他强撑着将眼睛眯出一条缝,模糊的视野中只能看到季湫身形轮廓。
他再也支撑不住合上了眼睛,任凭自己倒在冰冷的浴池边上,昏睡过去。
——
深陷梦魇的喻理睡得并不好。他能够感觉到自己被季湫抱到了床上。
随后,季湫好像接到一个电话,再往后是房门关闭的声音。
喻理缓缓睁开双眼。洗浴室潮湿的气息还未消散,他应该没睡太久。
他的左臂异常疼痛,喉咙也像肿了一样干涩发痒。
他察觉到什么,用手试探额头上的温度。
可他的手心也很烫……
喻理观察了四周,并没有发现季湫的身影。
他试探性下了楼梯到达一楼,看见空荡荡的房间后几乎是一瞬间便朝阳台的方向跑去。
翻过阳台,顺利跳到十五层。他扶着墙走上甲板,并开始往下面走。
海风打在喻理的脸上,他却感觉头痛万分。
脑袋里面像是长出了什么东西,随着他的脚步一晃一痛,让他集中不了注意力。
走到十三层的时候,他进入船舱。

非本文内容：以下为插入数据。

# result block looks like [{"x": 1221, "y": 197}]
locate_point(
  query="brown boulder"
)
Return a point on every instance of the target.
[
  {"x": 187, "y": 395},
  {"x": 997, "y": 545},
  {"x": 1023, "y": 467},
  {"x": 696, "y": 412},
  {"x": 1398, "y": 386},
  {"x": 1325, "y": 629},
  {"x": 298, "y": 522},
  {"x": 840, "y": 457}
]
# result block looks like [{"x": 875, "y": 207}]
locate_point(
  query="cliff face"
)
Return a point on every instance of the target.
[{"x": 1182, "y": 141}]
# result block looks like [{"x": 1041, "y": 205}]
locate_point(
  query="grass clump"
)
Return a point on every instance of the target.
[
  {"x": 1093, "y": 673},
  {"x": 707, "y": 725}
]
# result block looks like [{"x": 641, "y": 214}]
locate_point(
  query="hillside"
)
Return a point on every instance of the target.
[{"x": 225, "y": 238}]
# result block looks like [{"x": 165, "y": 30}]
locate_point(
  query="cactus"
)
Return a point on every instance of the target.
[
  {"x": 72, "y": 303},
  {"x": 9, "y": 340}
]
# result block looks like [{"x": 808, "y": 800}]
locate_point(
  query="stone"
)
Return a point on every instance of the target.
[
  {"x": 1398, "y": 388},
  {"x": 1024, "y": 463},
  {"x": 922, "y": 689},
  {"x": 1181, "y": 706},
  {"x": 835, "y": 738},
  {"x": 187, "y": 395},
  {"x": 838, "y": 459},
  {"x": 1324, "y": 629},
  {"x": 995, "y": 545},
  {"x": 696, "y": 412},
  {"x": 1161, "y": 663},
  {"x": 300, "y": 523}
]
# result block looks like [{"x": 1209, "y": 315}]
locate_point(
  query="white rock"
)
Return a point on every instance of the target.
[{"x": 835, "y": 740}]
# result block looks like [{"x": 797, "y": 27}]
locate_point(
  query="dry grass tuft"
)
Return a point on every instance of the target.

毕竟在十二层遇见了徐哲,那个地方还是躲着点比较好。
在十三层的他很顺利地坐上了电梯,最后安全回到了十层的房间。
他躺在床上,用被子将自己包裹起来。
他很难受,哪哪都难受。
头疼,肚子痛,下面……也很痛。
残存的理智让他爬起来塞了两颗抑制剂。
他故意多吃了一颗,只想让身上的异样快些消退。
药效很快就上来了。
喻理感觉到身周的一切开始变得模糊,尤其是他的眼睛,已经快要睁不开了。
大脑就像是沉浸在深海一般,周围的一切都同他之间隔着厚厚的水雾,看不见、听不清。
明天就是阿波米亚号停港靠岸的日子,到时候……是最后的机会了。
想着想着,喻理睡了过去。
再次醒来的时候,已经是第二天中午了。
熟悉的敲门声再次响起,有人给他送来了午饭。
接过服务人员递上来的牛排,喻理发现了白西服留下的纸条。
【不要暴露自己!待在屋里!哪里都不要去!】
喻理以为是自己看错了。急忙拿出上一次白西服留下的字条对比字迹。
他看了又看,确定两张都是白西服的字迹。
可这白西服不是一直强调让他在此次靠岸的时候下船吗?
为什么突然变了主意?
喻理想不明白,干脆先填饱肚子。
等到吃饱喝足后他开始躺在床上分析现在的局势。
上船第一晚就把季湫得罪了。那个把爱人骨灰穿成文玩挂在脖子上的疯子迟早会找到这里……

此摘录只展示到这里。